The Eggenburg Charnel • Austria
Lurking at the bottom of a pit and only able to be viewed through plexiglass from above, the remains of 5800 Austrians are the building blocks, or bones, of the stunning Eggenburg Charnel. This lesser known ghoulish attraction was constructed in 1405, though mentions of it go back as far as 1229, and the bones are beautifully arranged into a design to compliment the cylinder-like cavern they rest in.
Our Lady of the Conception of the Capuchins • Italy
Be sure to heed the sign at the entrance of Our Lady of the Conception of the Capuchins: "As you are, we once were. As we are, you shall one day be," to really set the mood for this adventure. Wander through 6 alcoves where around 4,000 human remaind are laid out in meticulous patterns and deathly beautiful designs beneath the Roman church in Italy. To really get a good spook, go looking for the bodies of the friars that have been arranged and propped up under flowing robes that hang loosly off their grinning skulls.
Cemetery Church of All Saints • Czech Republic
Again, adventure beneath a church, this one is the Church of All Saints in the Czech Republic, to wander among the reamains of about 70,000 plague and Hussite War victims. These bones have been carefully dismembered, cleaned, and reassembled into amazing works of art like chandeliers, chalices, and family crests. Biblical beasts rise from the bleached bones, and a chill runs down visitors' spines.
Trunyan Cemetary • Indonesia
Not all cultures bury their dead, for example: the indigenous Bali Aga people throughout Bali and Insonesia. The Bali Aga of Trunyan Village leave their dead exposed to the elements to decompose, yet there is no smell of death.

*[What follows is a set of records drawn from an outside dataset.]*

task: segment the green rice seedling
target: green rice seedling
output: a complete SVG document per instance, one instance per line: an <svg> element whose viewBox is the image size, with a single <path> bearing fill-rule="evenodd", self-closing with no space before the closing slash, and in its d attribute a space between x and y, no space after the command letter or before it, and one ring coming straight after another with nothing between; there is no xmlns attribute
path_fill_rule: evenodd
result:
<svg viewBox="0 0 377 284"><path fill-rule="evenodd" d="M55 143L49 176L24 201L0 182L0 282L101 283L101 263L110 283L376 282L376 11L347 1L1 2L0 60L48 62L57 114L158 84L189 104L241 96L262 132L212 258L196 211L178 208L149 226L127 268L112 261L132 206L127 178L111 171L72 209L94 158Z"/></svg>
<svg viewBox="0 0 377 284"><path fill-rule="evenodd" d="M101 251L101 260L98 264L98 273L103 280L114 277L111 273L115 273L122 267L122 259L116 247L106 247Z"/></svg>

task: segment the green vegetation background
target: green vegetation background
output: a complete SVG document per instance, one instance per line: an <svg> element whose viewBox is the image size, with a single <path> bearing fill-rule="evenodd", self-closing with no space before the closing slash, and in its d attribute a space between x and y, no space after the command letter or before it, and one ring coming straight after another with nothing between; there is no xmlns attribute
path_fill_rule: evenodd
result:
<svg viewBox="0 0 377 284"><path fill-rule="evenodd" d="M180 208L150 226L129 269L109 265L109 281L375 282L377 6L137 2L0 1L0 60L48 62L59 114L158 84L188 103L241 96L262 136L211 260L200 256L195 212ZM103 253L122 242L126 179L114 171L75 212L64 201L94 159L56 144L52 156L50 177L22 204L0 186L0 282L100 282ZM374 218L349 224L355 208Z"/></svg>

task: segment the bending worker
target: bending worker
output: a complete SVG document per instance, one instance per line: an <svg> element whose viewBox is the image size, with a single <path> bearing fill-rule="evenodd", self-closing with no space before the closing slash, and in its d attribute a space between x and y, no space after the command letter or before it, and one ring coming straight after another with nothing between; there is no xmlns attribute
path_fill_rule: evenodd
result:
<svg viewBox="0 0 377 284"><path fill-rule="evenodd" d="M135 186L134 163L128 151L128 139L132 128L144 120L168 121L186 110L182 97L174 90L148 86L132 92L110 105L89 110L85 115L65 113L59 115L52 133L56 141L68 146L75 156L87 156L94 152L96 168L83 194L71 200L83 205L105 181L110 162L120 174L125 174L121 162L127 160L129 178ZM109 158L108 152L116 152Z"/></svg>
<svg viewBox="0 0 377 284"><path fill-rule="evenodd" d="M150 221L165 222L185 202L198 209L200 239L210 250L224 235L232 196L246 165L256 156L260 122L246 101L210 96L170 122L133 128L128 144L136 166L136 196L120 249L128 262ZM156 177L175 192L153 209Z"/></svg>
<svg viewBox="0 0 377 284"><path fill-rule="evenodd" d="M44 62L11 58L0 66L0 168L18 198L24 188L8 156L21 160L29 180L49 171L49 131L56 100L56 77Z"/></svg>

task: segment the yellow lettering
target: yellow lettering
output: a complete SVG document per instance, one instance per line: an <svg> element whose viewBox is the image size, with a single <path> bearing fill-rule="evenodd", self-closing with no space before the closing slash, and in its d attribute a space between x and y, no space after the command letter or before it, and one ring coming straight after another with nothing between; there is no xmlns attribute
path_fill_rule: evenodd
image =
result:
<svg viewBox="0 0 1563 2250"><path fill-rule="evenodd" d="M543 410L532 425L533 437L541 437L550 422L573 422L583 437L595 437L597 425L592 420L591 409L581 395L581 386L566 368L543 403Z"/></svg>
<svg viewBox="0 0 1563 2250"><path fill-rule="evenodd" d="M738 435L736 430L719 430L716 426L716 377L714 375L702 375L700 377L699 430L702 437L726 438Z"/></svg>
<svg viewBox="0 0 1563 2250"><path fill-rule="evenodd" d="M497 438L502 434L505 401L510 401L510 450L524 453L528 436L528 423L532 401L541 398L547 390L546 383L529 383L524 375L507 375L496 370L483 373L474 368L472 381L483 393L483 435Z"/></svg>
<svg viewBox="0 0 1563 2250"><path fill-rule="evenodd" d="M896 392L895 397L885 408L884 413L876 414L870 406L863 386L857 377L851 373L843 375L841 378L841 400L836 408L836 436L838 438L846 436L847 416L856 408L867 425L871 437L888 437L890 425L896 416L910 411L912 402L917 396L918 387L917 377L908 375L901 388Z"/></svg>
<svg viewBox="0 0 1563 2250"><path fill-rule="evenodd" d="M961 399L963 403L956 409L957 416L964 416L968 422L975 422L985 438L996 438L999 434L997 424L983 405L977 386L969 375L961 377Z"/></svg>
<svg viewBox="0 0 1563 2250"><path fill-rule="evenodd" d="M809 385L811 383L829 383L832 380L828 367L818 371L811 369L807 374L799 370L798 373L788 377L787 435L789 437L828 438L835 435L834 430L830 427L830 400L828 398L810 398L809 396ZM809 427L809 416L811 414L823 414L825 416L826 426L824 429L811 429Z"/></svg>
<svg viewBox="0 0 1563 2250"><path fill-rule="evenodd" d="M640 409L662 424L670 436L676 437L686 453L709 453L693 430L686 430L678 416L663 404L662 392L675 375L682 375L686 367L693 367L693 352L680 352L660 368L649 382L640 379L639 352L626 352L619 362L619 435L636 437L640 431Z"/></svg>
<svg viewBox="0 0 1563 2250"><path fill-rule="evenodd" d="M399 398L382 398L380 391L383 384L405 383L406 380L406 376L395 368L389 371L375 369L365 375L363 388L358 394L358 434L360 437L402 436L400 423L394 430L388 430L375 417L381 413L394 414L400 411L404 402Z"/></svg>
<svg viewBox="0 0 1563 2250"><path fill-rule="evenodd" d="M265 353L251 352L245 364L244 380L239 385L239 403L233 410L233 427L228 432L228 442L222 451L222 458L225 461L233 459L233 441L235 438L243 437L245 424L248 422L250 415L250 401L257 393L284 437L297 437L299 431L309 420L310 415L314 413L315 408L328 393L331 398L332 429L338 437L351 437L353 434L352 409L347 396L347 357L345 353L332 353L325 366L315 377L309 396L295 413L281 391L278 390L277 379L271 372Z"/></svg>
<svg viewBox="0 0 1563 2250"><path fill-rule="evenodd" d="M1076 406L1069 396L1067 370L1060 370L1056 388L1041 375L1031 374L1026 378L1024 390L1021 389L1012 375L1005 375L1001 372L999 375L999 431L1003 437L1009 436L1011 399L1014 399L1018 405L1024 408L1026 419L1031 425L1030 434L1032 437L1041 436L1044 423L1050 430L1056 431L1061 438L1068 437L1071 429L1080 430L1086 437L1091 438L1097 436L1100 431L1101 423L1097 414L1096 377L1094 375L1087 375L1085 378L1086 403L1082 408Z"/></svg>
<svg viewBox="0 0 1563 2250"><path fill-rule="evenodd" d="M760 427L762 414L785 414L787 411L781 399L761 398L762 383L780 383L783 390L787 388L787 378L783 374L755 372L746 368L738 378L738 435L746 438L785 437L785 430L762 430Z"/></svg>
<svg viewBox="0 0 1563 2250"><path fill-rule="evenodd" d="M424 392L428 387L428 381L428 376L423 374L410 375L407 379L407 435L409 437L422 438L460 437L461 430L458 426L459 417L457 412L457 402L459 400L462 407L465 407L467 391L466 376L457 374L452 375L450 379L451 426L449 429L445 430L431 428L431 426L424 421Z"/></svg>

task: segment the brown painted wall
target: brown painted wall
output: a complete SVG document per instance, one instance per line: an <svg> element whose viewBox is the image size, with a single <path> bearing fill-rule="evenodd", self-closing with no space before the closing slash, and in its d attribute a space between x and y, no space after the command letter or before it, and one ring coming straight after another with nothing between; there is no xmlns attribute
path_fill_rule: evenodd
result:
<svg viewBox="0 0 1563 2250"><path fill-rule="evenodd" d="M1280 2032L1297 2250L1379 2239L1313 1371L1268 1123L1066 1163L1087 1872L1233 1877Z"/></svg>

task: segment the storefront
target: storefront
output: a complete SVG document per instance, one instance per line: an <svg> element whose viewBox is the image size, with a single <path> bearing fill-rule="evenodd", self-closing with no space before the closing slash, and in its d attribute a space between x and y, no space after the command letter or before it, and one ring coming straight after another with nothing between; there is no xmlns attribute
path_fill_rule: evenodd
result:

They leave their dead under a Taru Menyan tree, which is highly fragrant but the locals call it magic. Sailing out in the water, you can catch a strong whiff of the decaying bodies, but standing in the cemetery, the tree does seem to absorb it all. Caught bewteen a lake and a volcano with human remains serving as a prominant part of everyday life, the Trunyan village is a little morbid, a little magic, and absolutely amazing.
The Basilica of St. Ursula • Germany
Search for the Golden Chamber in the Basilica of St. Ursula to find the remains of St. Ursula and (allegedly) 11,000 virgins. The legend goes that Urusula was a princess and wanted to travel, so she and her 11,000 virgin friends set sail and mistakenly landed in Rome, where they were captured and beheaded by Huns. While there was a mass grave site found, and these bones now reside in the Golden Chamber, its much more likely that the bones are from a mix of Romans and perhaps some of Ursula's band of virgins, however some of the skulls are clearly canine, but it does not detract from the beautiful patterns, gold and silver adornment, and bones arranged to spell out "Holy Ursula, Pray For Us."
Capela dos Ossos • Portugal
Pass beneath the sign declaring “We bones, are here, waiting for yours” to witness about 5,000 corpses set into the walls, all victims of war, plague, and overflowing cemeteries. Along with a small white coffin by the altar, which contains the bones of the three monks who founded the church, two corpses also hang from chains next to a cross, leading the way to the much more uplifting Latin phrases featured above the altar: “I die in the light” and “The day that I die is better than the day that I was born.”